EYP-1901 is a sustained-delivery treatment that supplies the pan–vascular endothelial growth factor receptor inhibitor vorolanib in a bio-erodible form. In animal studies, EYP-1901 offered consistent delivery for approximately 9 months post-injection.

The multicenter, prospective, randomized, double-masked, parallel DAVIO 2 study included patients who were previously treated for nAMD; 161 eyes were treated with:

  • EYP-1901 2,060 μg (n=53)
  • EYP-1901 3,090 μg (n=54)
  • Aflibercept 2 mg every 8 weeks (standard of care; n=54)

EYP-1901 was administered as a single dose on week 8. Patients receiving EYP-1901 could receive supplemental aflibercept injections if their disease worsened in certain ways, as outlined by the study protocol.
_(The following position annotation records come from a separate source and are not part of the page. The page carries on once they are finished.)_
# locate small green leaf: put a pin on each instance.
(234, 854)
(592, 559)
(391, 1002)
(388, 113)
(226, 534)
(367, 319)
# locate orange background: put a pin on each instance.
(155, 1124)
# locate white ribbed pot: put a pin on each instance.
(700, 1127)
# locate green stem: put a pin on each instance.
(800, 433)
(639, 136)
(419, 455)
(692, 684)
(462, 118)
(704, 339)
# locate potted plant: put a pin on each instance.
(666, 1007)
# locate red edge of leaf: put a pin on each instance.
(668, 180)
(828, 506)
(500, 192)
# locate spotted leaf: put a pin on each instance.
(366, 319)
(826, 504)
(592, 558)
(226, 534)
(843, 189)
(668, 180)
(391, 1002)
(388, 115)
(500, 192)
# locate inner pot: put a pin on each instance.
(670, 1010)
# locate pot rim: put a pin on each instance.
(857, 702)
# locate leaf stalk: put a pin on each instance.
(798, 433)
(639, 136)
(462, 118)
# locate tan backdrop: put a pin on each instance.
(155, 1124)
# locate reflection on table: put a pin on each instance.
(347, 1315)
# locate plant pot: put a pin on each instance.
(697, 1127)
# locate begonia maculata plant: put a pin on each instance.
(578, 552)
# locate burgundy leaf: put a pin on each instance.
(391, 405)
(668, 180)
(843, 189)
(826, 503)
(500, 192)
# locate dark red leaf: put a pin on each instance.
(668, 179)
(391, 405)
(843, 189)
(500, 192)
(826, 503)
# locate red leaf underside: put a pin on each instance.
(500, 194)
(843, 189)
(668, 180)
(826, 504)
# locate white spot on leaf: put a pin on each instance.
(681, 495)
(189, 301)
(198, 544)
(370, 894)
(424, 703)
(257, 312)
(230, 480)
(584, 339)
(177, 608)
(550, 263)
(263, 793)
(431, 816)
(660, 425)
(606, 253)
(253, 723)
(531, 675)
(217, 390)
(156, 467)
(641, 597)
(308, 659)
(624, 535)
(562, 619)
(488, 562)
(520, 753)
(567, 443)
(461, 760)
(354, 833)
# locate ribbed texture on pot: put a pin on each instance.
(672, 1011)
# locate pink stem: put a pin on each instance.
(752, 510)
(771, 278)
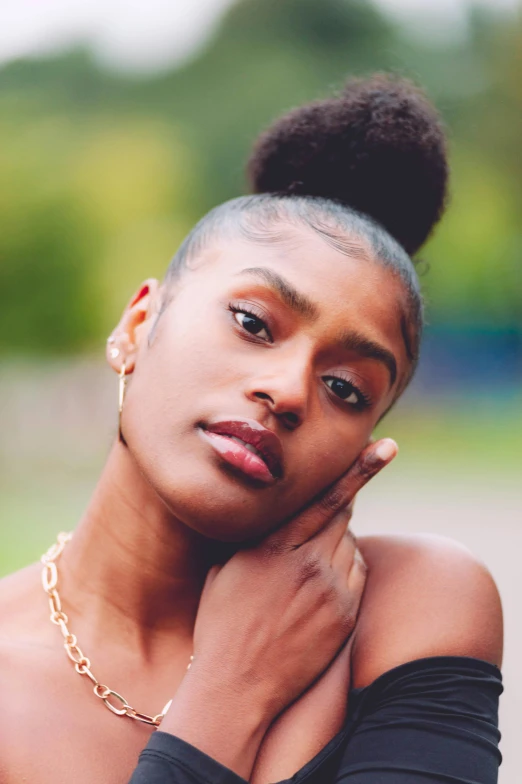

The mean average change in best corrected visual acuity with EYP-1901 versus standard of care was –0.3 letters for EYP-1901 2,060 μg and –0.4 letters for EYP-1901 3,090 μg. Treatment burden was reduced by 89% and 85%, respectively. For eyes treated with EYP-1901 2,060 μg and 3,090 μg, 65% and 64%, respectively, did not require supplemental treatment for 6 months.

The adverse event profile was similar between treatment options.

“If further studies show that EYP-1901 is safe and effective, it might be possible for patients with nAMD to get injections every 6 months or less often instead of every 1 [to] 3 months,” the authors concluded.


Eichenbaum DA, Hershberger V, Patel SS, et al. The DAVIO 2 trial: a phase 2, randomized, double-masked, controlled multicenter study of EYP-1901 vs aflibercept in previously treated wet age-related macular degeneration. Abstract 4401-A0120. Presented at the Association for Research in Vision and Ophthalmology 2024 Annual Meeting, May 5-9, Seattle, Washington.